The team emphasized that they approach LLM integration organically rather than forcing it into every workflow—looking for natural extensions where the technology adds clear value.
## Build vs. Buy Philosophy
Wealthsimple's decision framework for building vs. buying LLM tools considers three factors:
- **Security and Privacy**: Ensuring vendors meet their security requirements and data remains protected
- **Time to Market and Cost**: The team used an analogy comparing the LLM vendor landscape to the streaming vs. cable dilemma—with many vendors offering AI integrations (Slack AI, Notion AI, etc.), it's not economical to buy every one
- **Unique Points of Leverage**: Time spent building tools that could be purchased takes away from doing things only they can do with proprietary data
They observed two industry trends influencing their decisions: more vendors are offering GenAI integrations (requiring more strategic purchasing decisions), and general security/privacy awareness among vendors is improving (making buying more attractive). While they might not choose to build the same tools again today given these trends, the internal learnings, expertise, and guardrails developed have been valuable.
## User Adoption and Lessons Learned
From surveys and user interviews, the team gathered several insights:
- Almost everyone who used LLMs reported significant productivity increases
- Close to 50% of adoption came from R&D teams (technical users), but adoption was uniform across tenure and seniority levels
- Top use cases were programming support, content generation, and information retrieval
- Non-users cited concerns about PII redaction interfering with legitimate work needs, general reliability concerns (bias, hallucination, outdated training data), and lack of awareness about LLM capabilities
Two key behavioral lessons emerged:
- **LLM tools are most valuable when integrated into places where work happens**. The movement of information between platforms is a significant detractor. The success of GitHub Copilot was attributed to its direct IDE integration rather than requiring a separate UI.

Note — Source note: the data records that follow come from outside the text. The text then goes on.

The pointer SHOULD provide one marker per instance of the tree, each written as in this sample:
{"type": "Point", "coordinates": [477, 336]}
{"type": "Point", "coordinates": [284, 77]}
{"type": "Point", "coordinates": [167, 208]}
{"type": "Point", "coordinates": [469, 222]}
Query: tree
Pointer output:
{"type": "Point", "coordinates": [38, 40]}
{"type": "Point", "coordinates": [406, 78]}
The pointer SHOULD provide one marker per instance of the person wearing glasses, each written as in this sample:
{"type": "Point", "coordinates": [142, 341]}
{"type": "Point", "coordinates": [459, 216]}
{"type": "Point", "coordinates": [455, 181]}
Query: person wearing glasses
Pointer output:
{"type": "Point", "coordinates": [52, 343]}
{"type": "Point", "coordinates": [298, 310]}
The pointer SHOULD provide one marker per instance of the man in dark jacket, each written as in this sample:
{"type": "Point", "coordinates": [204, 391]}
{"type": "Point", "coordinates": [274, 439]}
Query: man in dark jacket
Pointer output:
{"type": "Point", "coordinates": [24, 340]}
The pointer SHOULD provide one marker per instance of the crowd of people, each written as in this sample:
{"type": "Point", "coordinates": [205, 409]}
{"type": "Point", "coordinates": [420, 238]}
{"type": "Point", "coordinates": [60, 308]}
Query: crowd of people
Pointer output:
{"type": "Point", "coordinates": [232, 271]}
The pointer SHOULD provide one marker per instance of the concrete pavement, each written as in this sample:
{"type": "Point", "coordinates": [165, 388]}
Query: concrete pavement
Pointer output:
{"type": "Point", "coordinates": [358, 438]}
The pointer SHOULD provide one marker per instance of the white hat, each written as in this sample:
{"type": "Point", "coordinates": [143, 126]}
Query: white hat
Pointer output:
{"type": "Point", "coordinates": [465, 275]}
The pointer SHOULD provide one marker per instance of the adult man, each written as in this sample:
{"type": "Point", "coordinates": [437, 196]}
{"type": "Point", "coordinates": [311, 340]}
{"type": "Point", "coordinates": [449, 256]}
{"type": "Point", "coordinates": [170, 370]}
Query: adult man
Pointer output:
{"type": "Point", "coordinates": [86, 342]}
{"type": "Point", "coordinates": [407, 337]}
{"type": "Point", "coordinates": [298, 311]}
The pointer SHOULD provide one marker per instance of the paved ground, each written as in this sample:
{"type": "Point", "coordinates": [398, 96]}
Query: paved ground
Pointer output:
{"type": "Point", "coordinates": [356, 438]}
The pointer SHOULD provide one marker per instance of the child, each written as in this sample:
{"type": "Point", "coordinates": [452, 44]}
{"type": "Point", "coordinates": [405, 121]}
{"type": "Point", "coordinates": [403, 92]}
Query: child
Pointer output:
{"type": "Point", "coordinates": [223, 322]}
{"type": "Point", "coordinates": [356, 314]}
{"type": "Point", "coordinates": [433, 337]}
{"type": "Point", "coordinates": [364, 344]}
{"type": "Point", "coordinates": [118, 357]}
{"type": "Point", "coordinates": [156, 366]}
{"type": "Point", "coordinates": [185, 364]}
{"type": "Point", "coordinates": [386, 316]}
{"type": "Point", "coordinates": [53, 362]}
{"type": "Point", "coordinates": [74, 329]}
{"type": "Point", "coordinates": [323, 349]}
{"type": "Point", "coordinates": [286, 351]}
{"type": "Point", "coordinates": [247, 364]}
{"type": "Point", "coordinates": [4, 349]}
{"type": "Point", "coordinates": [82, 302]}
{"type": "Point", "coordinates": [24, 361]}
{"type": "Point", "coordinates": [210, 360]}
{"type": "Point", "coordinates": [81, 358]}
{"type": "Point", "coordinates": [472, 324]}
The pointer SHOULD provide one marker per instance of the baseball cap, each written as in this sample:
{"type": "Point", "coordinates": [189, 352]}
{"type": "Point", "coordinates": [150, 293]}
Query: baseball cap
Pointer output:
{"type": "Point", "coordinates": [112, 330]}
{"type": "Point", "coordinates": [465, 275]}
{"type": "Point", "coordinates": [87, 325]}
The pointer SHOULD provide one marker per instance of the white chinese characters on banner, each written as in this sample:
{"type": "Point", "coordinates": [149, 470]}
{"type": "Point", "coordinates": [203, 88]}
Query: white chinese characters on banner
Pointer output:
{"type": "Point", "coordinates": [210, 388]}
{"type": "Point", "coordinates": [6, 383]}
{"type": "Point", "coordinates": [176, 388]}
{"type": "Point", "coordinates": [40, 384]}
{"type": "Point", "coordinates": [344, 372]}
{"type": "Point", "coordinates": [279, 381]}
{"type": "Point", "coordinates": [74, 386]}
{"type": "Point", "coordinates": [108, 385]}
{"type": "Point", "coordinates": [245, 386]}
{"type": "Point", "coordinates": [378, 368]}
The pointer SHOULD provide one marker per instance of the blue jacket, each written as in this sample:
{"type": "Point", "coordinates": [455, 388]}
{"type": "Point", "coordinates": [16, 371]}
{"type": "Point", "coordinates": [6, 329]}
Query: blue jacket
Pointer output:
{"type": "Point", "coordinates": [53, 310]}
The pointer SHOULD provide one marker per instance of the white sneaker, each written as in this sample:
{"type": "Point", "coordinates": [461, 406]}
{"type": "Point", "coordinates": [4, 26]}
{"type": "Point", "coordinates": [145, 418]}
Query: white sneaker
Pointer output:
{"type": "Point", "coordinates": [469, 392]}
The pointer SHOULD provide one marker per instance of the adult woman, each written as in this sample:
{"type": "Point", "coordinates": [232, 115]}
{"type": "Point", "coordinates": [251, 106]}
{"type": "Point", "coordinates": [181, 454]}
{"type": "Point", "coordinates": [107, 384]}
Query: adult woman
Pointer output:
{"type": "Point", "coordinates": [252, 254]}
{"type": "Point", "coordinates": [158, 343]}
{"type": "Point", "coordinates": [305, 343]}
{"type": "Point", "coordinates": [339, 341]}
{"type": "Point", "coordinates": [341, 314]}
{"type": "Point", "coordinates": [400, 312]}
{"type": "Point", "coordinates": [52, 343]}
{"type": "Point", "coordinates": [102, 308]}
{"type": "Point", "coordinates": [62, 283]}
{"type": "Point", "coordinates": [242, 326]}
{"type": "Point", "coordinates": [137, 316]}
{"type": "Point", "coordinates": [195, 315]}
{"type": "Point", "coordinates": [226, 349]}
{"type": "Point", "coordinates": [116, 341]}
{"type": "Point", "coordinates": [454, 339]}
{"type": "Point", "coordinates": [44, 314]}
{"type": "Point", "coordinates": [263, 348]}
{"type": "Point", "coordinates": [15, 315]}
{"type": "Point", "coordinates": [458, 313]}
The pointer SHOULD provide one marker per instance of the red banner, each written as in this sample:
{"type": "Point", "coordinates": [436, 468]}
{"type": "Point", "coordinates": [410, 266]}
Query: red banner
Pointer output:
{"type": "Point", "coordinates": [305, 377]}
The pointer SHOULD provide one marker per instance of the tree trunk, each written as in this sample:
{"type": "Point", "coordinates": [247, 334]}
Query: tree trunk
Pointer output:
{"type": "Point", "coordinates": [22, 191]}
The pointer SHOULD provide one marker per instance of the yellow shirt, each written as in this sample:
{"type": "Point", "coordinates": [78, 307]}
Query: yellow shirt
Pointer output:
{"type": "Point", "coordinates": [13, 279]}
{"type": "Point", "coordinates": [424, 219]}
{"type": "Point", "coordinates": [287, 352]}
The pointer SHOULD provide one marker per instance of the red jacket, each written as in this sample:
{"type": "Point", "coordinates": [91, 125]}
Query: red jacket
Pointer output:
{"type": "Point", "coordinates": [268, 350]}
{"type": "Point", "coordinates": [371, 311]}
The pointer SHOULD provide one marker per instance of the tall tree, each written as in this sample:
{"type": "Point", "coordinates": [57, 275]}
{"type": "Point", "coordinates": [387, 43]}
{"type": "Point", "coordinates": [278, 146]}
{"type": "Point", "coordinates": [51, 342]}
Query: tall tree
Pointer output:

- **Multiple tools create a confusing experience**. As the number of tools grew, most people stuck to using a single tool. This drove the team to prioritize consolidating tools (like merging multimodal Gateway capabilities with Booster Pack) and abstracting the cognitive complexity of choosing the right tool from end users.
## Addressing Reliability and Hallucination
When asked about guardrails against hallucination, the team acknowledged they haven't integrated specific technical checks within their retrieval systems yet. Their approach focuses on education about appropriate use cases, best practices for structuring problems to get reliable answers, grounding through RAG, and the future potential of fine-tuning for more control. They also incorporated prompt engineering to inform the model about PII masking behavior.
## Team Structure and Prioritization
Notably, the ML engineering team responsible for all GenAI tools and production use cases, as well as the broader ML platform, consists of only three people. This small team size necessitates careful prioritization and extensive automation. For example, while the first self-hosted model deployment took two weeks, process optimization reduced subsequent deployments to 20 minutes. Roadmap decisions are driven by stakeholder conversations, end-user interviews, team interests, and alignment with higher business priorities.